Author: Adrian Tchaikovsky

Title: Shards of Earth

Format: Hardcover

Pages: 561

Series: The Final Architecture #1

For a long time, Tchaikovsky was my go-to author. I still contend that his Shadows of the Apt series is among the very best of epic and military fantasy out there. It’s a huge commitment, sure, 10 books getting consecutively bigger, as if Tchaikovsky was bent on proving that a book can be a weapon, too 😉 – not unlike Erikson in that regard – but if you do commit, you’ll be rewarded. Children of Time, Tchaikovsky’s first foray into SF, was great, too.
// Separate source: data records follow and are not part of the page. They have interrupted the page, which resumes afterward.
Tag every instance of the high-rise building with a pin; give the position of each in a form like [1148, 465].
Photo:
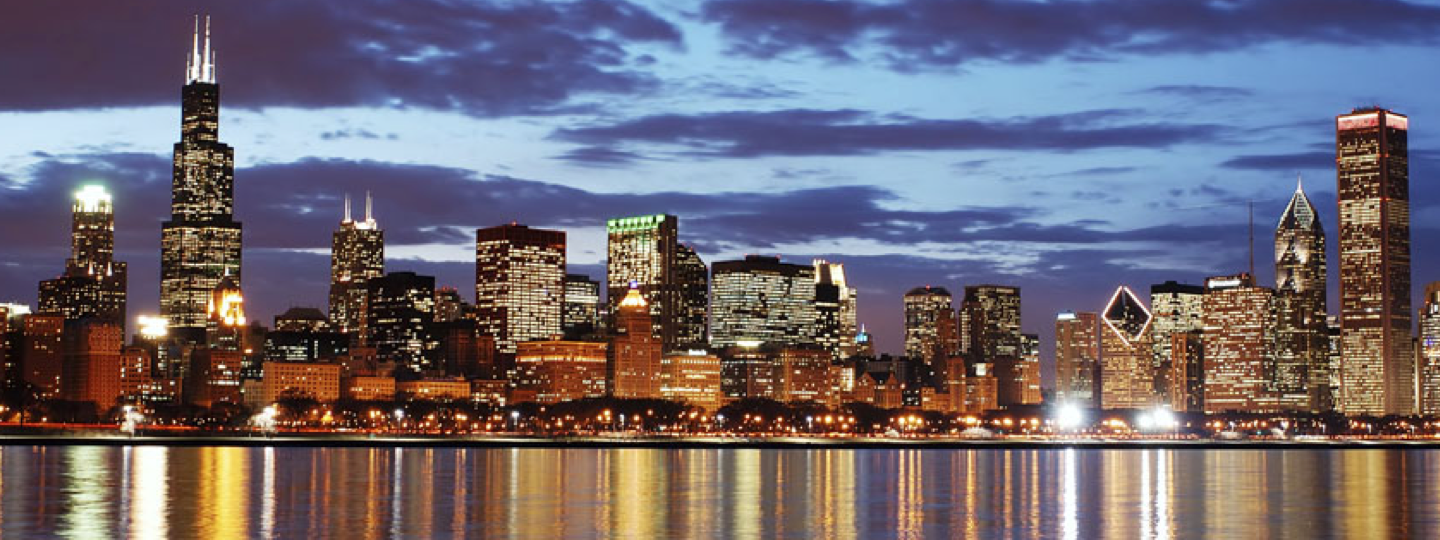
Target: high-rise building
[1126, 354]
[560, 370]
[356, 257]
[929, 324]
[200, 244]
[1239, 336]
[762, 300]
[693, 378]
[647, 251]
[1177, 308]
[1373, 170]
[835, 310]
[1301, 350]
[582, 306]
[91, 367]
[519, 284]
[94, 282]
[693, 285]
[635, 367]
[642, 249]
[1027, 370]
[990, 333]
[1430, 352]
[401, 317]
[42, 353]
[1077, 357]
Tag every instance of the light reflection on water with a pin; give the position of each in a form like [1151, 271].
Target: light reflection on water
[363, 493]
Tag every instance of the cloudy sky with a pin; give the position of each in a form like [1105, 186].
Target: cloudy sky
[1064, 147]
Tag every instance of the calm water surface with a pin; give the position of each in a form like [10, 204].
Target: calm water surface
[154, 491]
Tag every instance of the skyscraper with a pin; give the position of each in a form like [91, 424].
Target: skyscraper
[401, 317]
[693, 287]
[1126, 356]
[835, 310]
[929, 324]
[762, 300]
[356, 257]
[1178, 308]
[1077, 357]
[519, 284]
[1237, 340]
[582, 306]
[635, 365]
[1430, 352]
[200, 244]
[94, 282]
[1373, 170]
[990, 333]
[1301, 350]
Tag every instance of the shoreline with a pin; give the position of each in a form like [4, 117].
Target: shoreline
[74, 438]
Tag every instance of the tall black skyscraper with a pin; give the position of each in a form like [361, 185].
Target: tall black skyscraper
[356, 257]
[94, 282]
[200, 244]
[1373, 173]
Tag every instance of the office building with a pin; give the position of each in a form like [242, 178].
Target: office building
[1077, 357]
[1126, 353]
[1237, 340]
[1373, 172]
[356, 257]
[94, 282]
[200, 242]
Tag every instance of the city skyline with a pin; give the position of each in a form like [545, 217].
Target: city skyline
[880, 278]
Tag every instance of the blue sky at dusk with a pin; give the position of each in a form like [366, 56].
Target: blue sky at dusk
[1066, 147]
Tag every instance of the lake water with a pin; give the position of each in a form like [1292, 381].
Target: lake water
[360, 493]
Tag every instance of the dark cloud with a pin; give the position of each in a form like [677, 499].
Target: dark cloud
[1308, 160]
[851, 133]
[480, 58]
[919, 33]
[599, 156]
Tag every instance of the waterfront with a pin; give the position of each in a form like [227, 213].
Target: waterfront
[212, 491]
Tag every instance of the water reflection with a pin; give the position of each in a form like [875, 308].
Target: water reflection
[154, 491]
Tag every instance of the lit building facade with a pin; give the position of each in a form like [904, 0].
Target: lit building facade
[94, 282]
[693, 378]
[990, 333]
[835, 310]
[1301, 350]
[91, 366]
[519, 284]
[401, 314]
[562, 370]
[635, 369]
[1430, 352]
[356, 257]
[929, 324]
[200, 242]
[762, 300]
[1126, 353]
[1177, 308]
[1239, 336]
[1077, 357]
[582, 306]
[1373, 172]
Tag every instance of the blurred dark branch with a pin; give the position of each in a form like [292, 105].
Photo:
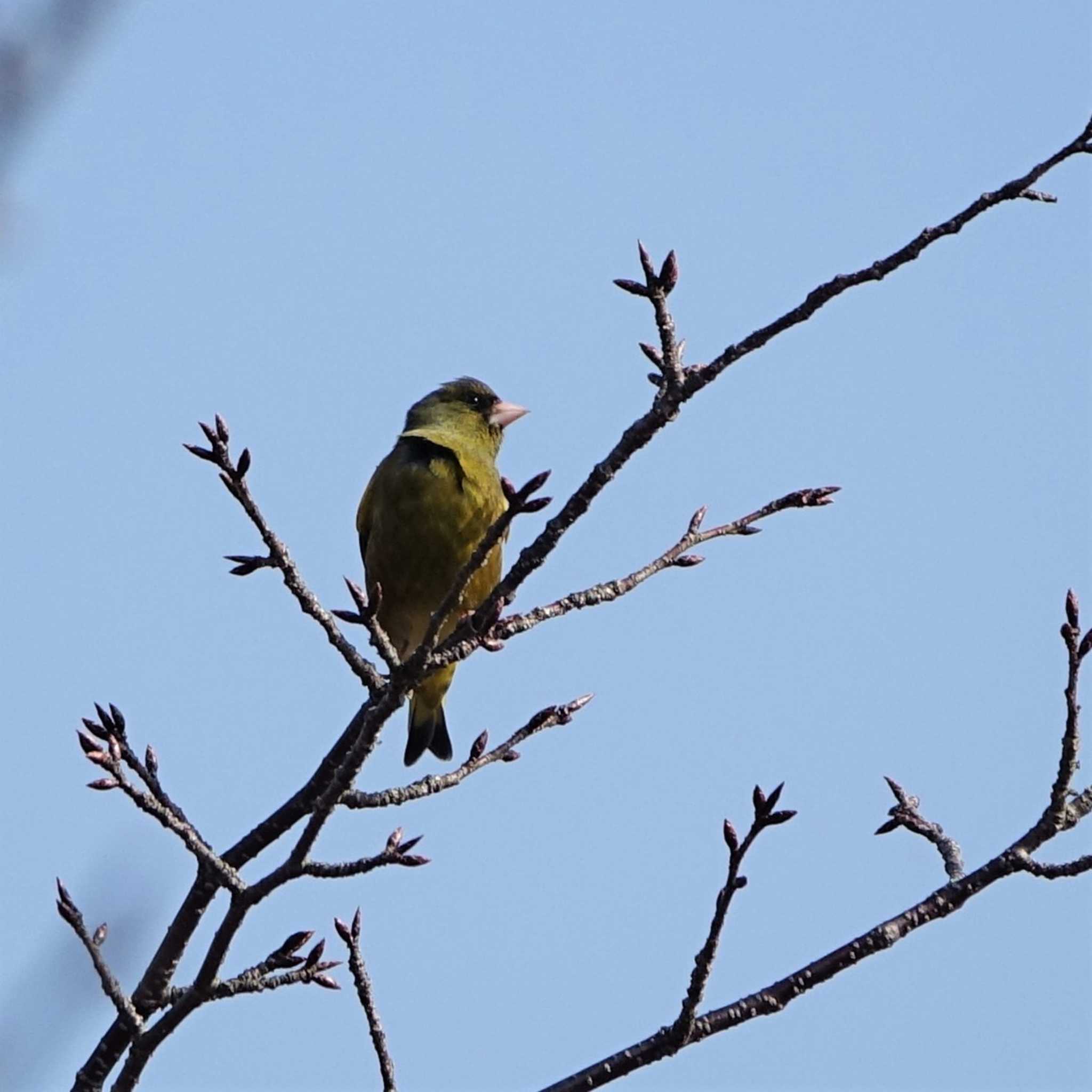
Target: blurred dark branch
[479, 758]
[69, 911]
[904, 814]
[234, 476]
[935, 906]
[338, 770]
[38, 50]
[676, 556]
[351, 934]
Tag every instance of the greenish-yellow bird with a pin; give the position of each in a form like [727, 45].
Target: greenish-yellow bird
[422, 515]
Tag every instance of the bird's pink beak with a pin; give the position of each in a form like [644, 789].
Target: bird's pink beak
[505, 413]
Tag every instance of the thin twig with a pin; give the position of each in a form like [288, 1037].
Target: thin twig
[935, 906]
[111, 987]
[155, 804]
[675, 556]
[1058, 815]
[667, 405]
[364, 865]
[904, 814]
[351, 934]
[665, 408]
[367, 612]
[1016, 189]
[765, 816]
[1050, 872]
[234, 478]
[480, 758]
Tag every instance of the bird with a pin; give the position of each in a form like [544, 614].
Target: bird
[424, 511]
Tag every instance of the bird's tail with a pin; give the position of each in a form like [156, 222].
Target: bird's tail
[428, 726]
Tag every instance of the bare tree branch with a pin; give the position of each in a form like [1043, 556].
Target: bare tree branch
[480, 758]
[611, 590]
[156, 804]
[366, 615]
[905, 814]
[111, 987]
[234, 478]
[935, 906]
[668, 403]
[697, 378]
[765, 816]
[365, 992]
[335, 775]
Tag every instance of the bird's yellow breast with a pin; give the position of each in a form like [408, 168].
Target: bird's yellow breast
[422, 517]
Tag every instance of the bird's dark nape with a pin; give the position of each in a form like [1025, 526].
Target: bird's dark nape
[428, 731]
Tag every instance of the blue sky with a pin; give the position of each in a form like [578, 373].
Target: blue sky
[304, 218]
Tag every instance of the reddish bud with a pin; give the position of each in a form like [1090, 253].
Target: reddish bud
[670, 274]
[631, 286]
[315, 954]
[688, 560]
[1073, 608]
[97, 730]
[200, 452]
[295, 942]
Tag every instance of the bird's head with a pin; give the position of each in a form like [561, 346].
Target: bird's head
[468, 407]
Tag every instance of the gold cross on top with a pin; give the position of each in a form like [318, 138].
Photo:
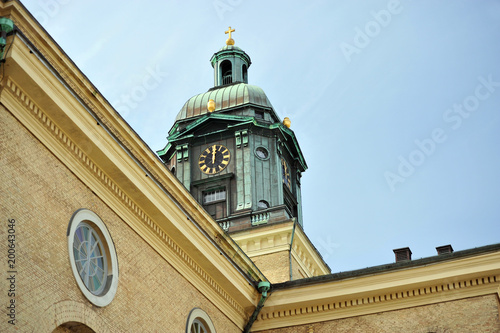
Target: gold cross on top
[229, 41]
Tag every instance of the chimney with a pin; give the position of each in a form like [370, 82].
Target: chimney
[402, 254]
[444, 249]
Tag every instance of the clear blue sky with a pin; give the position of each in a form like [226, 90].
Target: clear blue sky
[396, 104]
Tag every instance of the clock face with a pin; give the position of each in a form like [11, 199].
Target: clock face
[286, 174]
[214, 159]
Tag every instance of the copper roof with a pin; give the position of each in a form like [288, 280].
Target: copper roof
[224, 97]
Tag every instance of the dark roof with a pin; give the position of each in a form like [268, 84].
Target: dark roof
[388, 267]
[225, 97]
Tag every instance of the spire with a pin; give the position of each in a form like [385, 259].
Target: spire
[229, 41]
[230, 63]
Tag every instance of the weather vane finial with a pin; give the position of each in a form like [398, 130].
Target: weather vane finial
[229, 41]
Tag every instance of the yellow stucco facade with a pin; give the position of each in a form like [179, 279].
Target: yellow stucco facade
[64, 148]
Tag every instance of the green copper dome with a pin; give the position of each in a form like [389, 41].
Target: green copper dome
[226, 97]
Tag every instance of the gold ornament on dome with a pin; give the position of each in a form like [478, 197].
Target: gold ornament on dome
[229, 41]
[287, 122]
[211, 105]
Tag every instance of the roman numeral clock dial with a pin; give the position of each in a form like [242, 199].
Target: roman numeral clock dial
[214, 159]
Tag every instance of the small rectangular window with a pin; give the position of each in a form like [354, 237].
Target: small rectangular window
[259, 115]
[213, 196]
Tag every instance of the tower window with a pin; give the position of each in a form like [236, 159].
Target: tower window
[244, 74]
[226, 69]
[213, 196]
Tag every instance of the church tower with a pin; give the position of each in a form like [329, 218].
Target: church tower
[242, 163]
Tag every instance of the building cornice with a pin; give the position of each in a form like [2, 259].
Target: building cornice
[275, 238]
[438, 282]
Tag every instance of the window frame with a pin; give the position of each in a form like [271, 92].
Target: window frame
[104, 295]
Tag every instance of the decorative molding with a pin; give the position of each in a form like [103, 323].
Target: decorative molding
[70, 311]
[113, 188]
[381, 292]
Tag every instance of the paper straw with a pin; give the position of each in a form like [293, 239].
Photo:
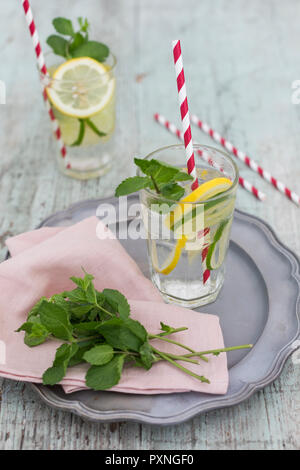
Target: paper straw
[43, 70]
[247, 160]
[184, 112]
[205, 156]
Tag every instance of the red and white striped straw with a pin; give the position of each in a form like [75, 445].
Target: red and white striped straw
[245, 159]
[184, 112]
[43, 69]
[205, 156]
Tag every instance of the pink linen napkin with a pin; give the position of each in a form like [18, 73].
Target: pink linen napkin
[43, 261]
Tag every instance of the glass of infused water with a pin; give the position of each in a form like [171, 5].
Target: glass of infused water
[188, 239]
[82, 92]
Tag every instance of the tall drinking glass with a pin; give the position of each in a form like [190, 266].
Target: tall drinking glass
[188, 241]
[88, 141]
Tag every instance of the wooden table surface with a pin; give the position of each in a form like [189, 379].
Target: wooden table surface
[241, 58]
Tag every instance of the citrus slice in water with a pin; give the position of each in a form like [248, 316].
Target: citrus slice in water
[205, 191]
[81, 87]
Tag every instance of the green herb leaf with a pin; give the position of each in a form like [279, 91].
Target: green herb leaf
[84, 24]
[56, 320]
[95, 50]
[131, 185]
[86, 327]
[146, 354]
[58, 44]
[63, 26]
[172, 191]
[99, 355]
[118, 301]
[78, 40]
[35, 309]
[35, 332]
[106, 376]
[120, 335]
[94, 128]
[56, 373]
[76, 295]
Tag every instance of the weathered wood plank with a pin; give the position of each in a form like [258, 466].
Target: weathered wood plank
[240, 61]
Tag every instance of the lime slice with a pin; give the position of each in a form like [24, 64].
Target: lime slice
[81, 87]
[221, 236]
[175, 218]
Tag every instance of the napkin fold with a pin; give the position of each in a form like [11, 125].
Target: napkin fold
[43, 261]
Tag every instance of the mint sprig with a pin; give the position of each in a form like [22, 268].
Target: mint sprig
[96, 329]
[160, 177]
[69, 43]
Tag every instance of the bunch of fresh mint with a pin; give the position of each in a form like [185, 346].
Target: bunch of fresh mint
[70, 43]
[96, 329]
[160, 177]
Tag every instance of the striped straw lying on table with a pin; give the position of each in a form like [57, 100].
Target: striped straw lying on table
[247, 160]
[205, 156]
[43, 69]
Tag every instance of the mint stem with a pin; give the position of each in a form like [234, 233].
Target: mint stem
[166, 333]
[177, 358]
[172, 341]
[217, 351]
[187, 371]
[94, 128]
[155, 184]
[80, 137]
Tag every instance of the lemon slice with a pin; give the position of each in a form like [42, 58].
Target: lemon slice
[81, 87]
[205, 191]
[172, 259]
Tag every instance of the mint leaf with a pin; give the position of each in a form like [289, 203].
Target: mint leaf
[76, 295]
[78, 40]
[119, 335]
[91, 295]
[94, 128]
[35, 332]
[95, 50]
[137, 328]
[146, 354]
[131, 185]
[99, 355]
[172, 191]
[56, 320]
[84, 24]
[106, 376]
[63, 26]
[79, 311]
[86, 327]
[118, 301]
[58, 45]
[166, 328]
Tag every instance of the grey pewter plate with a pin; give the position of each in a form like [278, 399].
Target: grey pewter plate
[259, 303]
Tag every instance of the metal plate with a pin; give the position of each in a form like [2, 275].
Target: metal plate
[259, 303]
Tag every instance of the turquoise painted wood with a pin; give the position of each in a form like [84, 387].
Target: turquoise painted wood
[240, 58]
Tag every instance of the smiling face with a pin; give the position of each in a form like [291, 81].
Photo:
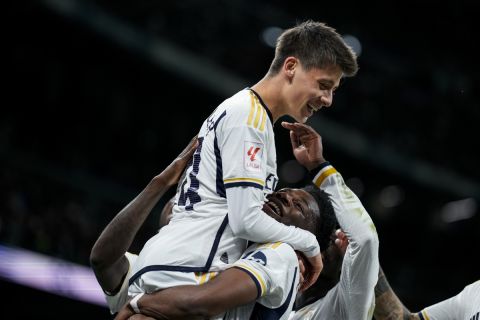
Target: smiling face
[309, 90]
[293, 207]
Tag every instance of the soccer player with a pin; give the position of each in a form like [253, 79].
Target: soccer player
[345, 288]
[110, 261]
[218, 204]
[262, 284]
[463, 306]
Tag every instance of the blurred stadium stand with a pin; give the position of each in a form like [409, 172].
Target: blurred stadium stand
[101, 95]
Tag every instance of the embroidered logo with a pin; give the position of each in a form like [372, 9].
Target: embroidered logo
[224, 257]
[253, 152]
[259, 258]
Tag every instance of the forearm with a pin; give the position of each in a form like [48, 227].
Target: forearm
[387, 305]
[354, 220]
[120, 232]
[249, 222]
[229, 289]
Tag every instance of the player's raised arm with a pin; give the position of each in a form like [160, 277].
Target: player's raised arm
[107, 257]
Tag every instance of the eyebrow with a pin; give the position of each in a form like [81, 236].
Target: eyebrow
[328, 82]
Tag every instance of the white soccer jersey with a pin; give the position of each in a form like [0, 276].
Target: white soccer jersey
[463, 306]
[116, 302]
[353, 297]
[235, 161]
[274, 269]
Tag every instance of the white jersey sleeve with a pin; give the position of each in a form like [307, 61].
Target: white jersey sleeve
[117, 301]
[248, 157]
[353, 297]
[274, 269]
[464, 306]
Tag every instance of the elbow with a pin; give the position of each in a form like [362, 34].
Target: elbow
[97, 260]
[368, 243]
[197, 305]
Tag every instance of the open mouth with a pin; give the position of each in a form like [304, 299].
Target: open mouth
[313, 108]
[272, 208]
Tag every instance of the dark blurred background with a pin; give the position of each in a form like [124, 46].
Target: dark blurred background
[100, 96]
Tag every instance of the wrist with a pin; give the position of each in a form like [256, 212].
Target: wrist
[134, 302]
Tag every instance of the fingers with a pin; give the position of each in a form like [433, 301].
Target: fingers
[187, 153]
[316, 266]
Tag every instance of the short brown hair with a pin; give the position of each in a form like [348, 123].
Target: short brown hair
[316, 45]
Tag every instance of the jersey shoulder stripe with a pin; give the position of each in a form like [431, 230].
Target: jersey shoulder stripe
[257, 116]
[323, 174]
[249, 182]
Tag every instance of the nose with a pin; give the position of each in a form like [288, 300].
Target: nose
[327, 98]
[285, 197]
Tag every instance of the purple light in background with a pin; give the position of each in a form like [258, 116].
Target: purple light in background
[50, 274]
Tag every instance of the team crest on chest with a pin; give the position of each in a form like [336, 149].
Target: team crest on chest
[252, 156]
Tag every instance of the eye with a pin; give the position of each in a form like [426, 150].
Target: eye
[298, 206]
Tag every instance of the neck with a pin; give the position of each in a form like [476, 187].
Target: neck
[270, 89]
[315, 292]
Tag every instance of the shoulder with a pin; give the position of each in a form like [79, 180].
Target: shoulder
[244, 109]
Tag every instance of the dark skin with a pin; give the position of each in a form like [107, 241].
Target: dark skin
[332, 268]
[107, 256]
[387, 304]
[232, 287]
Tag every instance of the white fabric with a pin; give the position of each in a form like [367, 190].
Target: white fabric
[353, 297]
[116, 302]
[275, 268]
[236, 157]
[463, 306]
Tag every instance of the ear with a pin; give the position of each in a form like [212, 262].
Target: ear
[289, 66]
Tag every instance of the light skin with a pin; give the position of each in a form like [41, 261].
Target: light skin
[232, 287]
[297, 92]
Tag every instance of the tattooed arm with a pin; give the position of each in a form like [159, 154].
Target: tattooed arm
[387, 305]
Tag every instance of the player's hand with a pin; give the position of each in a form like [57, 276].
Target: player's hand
[341, 240]
[125, 313]
[172, 173]
[306, 143]
[315, 266]
[302, 263]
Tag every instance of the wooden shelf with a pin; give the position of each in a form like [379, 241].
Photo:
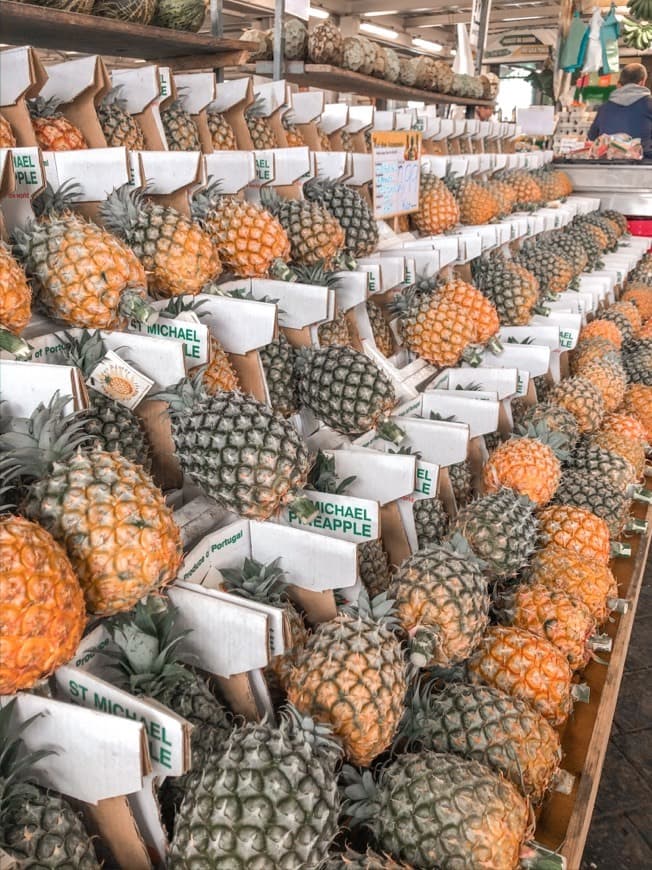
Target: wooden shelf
[565, 820]
[332, 78]
[23, 24]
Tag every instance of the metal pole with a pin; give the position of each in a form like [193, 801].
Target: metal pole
[277, 63]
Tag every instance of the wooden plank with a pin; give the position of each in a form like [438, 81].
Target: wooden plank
[564, 820]
[22, 24]
[332, 78]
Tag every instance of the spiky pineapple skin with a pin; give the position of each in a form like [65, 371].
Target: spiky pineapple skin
[352, 676]
[423, 820]
[42, 613]
[114, 525]
[527, 667]
[483, 724]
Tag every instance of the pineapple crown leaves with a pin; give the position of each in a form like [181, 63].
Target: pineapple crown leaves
[258, 581]
[322, 476]
[31, 445]
[147, 647]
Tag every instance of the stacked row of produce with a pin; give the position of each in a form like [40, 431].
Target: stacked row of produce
[421, 722]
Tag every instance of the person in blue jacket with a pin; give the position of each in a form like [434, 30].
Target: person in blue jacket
[628, 109]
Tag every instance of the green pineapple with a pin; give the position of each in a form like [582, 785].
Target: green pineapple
[147, 660]
[501, 529]
[38, 827]
[268, 799]
[435, 810]
[352, 212]
[240, 452]
[483, 724]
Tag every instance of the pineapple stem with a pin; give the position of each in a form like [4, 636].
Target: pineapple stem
[133, 306]
[15, 345]
[305, 509]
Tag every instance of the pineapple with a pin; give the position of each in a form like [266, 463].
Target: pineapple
[15, 304]
[119, 127]
[501, 529]
[383, 336]
[248, 239]
[476, 203]
[266, 584]
[638, 403]
[511, 287]
[178, 255]
[435, 328]
[438, 210]
[554, 615]
[181, 131]
[577, 529]
[608, 375]
[486, 725]
[111, 426]
[38, 827]
[110, 518]
[42, 613]
[529, 464]
[52, 129]
[583, 399]
[526, 667]
[344, 389]
[278, 359]
[589, 350]
[315, 235]
[242, 454]
[350, 210]
[558, 568]
[260, 129]
[352, 676]
[7, 138]
[641, 297]
[598, 496]
[604, 329]
[637, 359]
[325, 44]
[145, 659]
[138, 11]
[82, 274]
[475, 818]
[269, 798]
[218, 374]
[442, 602]
[222, 133]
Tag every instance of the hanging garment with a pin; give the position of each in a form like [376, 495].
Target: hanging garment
[609, 34]
[574, 47]
[593, 59]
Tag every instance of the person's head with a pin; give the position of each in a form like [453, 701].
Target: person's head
[633, 74]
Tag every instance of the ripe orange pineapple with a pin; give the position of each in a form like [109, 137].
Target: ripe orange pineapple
[577, 529]
[638, 403]
[641, 296]
[438, 210]
[177, 254]
[529, 465]
[248, 238]
[608, 375]
[7, 138]
[83, 274]
[593, 583]
[42, 614]
[554, 615]
[603, 329]
[52, 129]
[527, 667]
[583, 399]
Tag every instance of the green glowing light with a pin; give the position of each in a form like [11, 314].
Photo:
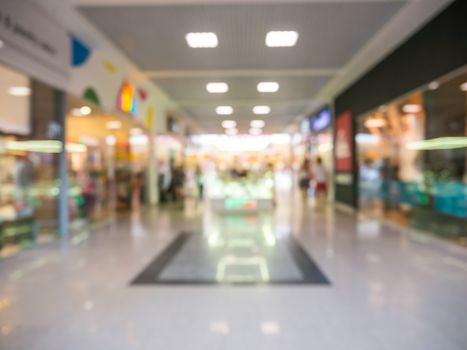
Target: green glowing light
[439, 143]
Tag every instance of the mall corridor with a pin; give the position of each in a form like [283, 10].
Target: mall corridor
[233, 174]
[373, 287]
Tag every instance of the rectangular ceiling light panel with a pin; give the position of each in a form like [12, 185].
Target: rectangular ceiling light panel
[268, 86]
[217, 88]
[281, 38]
[202, 40]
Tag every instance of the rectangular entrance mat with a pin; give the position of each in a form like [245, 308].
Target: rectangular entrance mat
[191, 259]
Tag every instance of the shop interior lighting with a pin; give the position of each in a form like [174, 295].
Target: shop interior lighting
[440, 143]
[258, 124]
[261, 110]
[433, 85]
[383, 108]
[202, 40]
[217, 88]
[114, 125]
[136, 140]
[85, 110]
[42, 146]
[19, 91]
[281, 38]
[136, 131]
[256, 131]
[268, 86]
[227, 124]
[411, 108]
[231, 131]
[111, 140]
[224, 110]
[375, 123]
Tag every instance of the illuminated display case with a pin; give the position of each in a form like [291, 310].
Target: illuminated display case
[248, 193]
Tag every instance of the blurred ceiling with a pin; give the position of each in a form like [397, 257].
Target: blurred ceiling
[338, 40]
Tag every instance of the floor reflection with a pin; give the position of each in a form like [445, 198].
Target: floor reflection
[233, 249]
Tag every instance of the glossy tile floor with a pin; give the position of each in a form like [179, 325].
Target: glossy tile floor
[388, 289]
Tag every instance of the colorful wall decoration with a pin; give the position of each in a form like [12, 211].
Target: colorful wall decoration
[91, 95]
[79, 51]
[127, 101]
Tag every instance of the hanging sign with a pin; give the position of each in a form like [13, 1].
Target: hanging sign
[343, 142]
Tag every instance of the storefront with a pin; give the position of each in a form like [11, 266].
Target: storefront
[29, 162]
[412, 158]
[320, 143]
[107, 166]
[400, 131]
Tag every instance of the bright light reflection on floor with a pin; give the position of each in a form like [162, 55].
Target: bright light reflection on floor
[219, 327]
[270, 328]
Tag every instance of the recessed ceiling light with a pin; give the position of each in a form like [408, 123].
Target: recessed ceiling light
[85, 110]
[411, 108]
[256, 131]
[229, 124]
[261, 109]
[217, 88]
[114, 124]
[257, 124]
[281, 38]
[111, 140]
[224, 110]
[433, 85]
[19, 91]
[375, 123]
[202, 40]
[136, 131]
[268, 86]
[231, 131]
Making spiders the protagonists of the book was a wonderful choice, giving the book a unique perspective and gravitas. Afterwards, however, it was more of a hit and miss. He seemed to produce books non-stop, like an upgraded version of Sanderson, and with similar results. I still rather enjoyed his fantasy novella Made Things, as well as his SF novella One Day All This Will Be Yours, but was thoroughly disappointed in his SF novel Bear Head. It seemed that Tchaikovsky had already used all his unique and original ideas, and started treading water, indulging in overused tropes and lazy structures. It was all still reasonably well written, but redundant, or even verging on ad-hoc political commentary. I stopped reading everything he was putting out. But when I saw several fellow bloggers praising his new SF novel, Shards of Earth, I decided to give it a go. So thanks, Jeroen and carol. and Nataliya!